The cloud-based machine-learning marketplace is increasingly crowded, with competing services from the likes of Google, IBM and Hewlett Packard Enterprise. Mike Gualtieri, VP at analyst house Forrester, said that while Microsoft offered simpler tools for firms building their own machine-learning models, the quality of the firm's on-demand, pre-trained speech, vision and language recognition services would likely be less effective than Google's because of the search giant's access to huge amounts of training data.

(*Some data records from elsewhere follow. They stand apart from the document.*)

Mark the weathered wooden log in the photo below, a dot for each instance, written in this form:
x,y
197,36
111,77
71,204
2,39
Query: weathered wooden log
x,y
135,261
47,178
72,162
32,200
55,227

For Rolls Royce's Chapman, part of the appeal of the Azure-based offering is that the cloud platform allows data to be kept in any one of 30 different regions where Azure is available worldwide: "Microsoft's regional strategy for cloud works well for our business needs, for data protection and data privacy, being able to have clear country boundaries," he said.

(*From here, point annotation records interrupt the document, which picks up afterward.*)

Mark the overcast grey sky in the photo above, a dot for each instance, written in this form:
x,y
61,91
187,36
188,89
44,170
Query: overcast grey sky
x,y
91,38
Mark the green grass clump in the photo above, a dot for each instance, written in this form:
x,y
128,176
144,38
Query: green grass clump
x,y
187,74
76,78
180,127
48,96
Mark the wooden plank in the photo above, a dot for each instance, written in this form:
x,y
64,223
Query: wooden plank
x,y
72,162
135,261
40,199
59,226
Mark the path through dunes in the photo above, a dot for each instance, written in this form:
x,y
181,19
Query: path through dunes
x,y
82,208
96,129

Rolls Royce uses the Cortana Intelligence Suite's HDInsights capabilities to aggregate data from a large number of sources, as well as the Azure Machine Learning platform and the Data Factory processing pipeline, which together power services that predict fuel consumption and maintenance requirements of its airplane engines.

The firm is one of many customers from a wide range of industries that use Cortana Intelligence Suite services: including German elevator multi-national ThyssenKrupp, online transport network Uber, Carnegie Mellon University, soccer giant Real Madrid and American football's NFL.

As with any service, there are drawbacks to Cortana Intelligence Suite -- in particular, the fast pace at which new services come online on the Azure cloud platform.

"This is not unique to Microsoft. Clearly things are maturing fast, so there's a rapid change of technology and what we've found is that some of the services are maturing at different rates to each other," said Rolls Royce's Chapman.

"While they've each got their own individual roadmaps, they might not have their roadmaps completely aligned to our use case, and our job is to try to knit these things together. We're often facing decisions on should we use this technology now, when in two months time something else is coming along that perhaps is going to be better suited," he added.

Ultimately, Forrester's Gualtieri predicts that Azure-based machine learning services will be continue to be a central pillar of Microsoft's ongoing reinvention as a cloud-first company.

"Microsoft understands that, in future, applications are going to have this intelligence and so strategically they have to be able to play there. This is not a casual investment, it's a hardcore investment."